Python Virtual Environments and pip, Explained
A virtual environment is an isolated Python setup with its own packages, so projects don't clash. Here's what venv and pip are, how to create and activate an environment, and why you should always use one.
A virtual environment is an isolated Python setup with its own packages, separate from your system Python and your other projects — so two projects that need different versions of a library never clash. Paired with pip (Python’s package installer), it’s how every real Python project manages its dependencies. The rule: always work inside a virtual environment.
It’s a Phase 6 setup skill from the Python roadmap, and skipping it is how beginners end up with a tangled, broken Python install.
The problem it solves
Install packages globally and every project shares one set of versions. Then Project A needs library v1 and Project B needs library v2, and you’re stuck — upgrading for one breaks the other. A virtual environment gives each project its own isolated set of packages, so they never interfere.

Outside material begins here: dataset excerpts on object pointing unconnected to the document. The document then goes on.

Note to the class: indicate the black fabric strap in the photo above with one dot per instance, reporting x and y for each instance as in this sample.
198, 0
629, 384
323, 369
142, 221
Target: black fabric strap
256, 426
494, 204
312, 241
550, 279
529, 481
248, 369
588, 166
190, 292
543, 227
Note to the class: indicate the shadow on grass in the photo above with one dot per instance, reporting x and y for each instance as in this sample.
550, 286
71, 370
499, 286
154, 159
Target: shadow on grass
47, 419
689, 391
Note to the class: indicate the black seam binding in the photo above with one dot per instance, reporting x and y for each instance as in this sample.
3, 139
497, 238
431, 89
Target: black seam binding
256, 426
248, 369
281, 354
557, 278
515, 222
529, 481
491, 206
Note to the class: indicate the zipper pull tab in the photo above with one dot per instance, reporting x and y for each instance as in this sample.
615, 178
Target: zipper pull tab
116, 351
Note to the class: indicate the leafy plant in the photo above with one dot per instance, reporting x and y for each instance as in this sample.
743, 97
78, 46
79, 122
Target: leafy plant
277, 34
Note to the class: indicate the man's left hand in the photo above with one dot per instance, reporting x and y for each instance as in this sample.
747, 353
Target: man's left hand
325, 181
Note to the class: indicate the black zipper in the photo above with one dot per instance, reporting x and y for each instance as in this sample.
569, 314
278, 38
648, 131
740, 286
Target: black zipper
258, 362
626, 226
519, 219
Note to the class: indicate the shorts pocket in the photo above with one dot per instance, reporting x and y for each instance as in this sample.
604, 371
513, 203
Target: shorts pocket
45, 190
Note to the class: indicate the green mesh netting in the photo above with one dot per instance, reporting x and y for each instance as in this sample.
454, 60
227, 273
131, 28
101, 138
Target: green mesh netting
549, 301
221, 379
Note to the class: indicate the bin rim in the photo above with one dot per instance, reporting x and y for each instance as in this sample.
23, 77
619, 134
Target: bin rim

Creating and activating one
Python ships with venv. In your project folder:
# Create an environment named "venv"
python -m venv venv
# Activate it
source venv/bin/activate # macOS / Linux
venv\Scripts\activate # Windows
# Your prompt now shows (venv) — you're inside it
While it’s active, the Python and pip you run are the environment’s, not the system’s. When you’re done:
deactivate
Installing packages with pip
Inside an active environment, pip installs into that environment only:
pip install requests # install a package
pip install requests==2.31.0 # a specific version
pip list # see what's installed
Because it’s isolated, nothing you install pollutes your system Python or other projects.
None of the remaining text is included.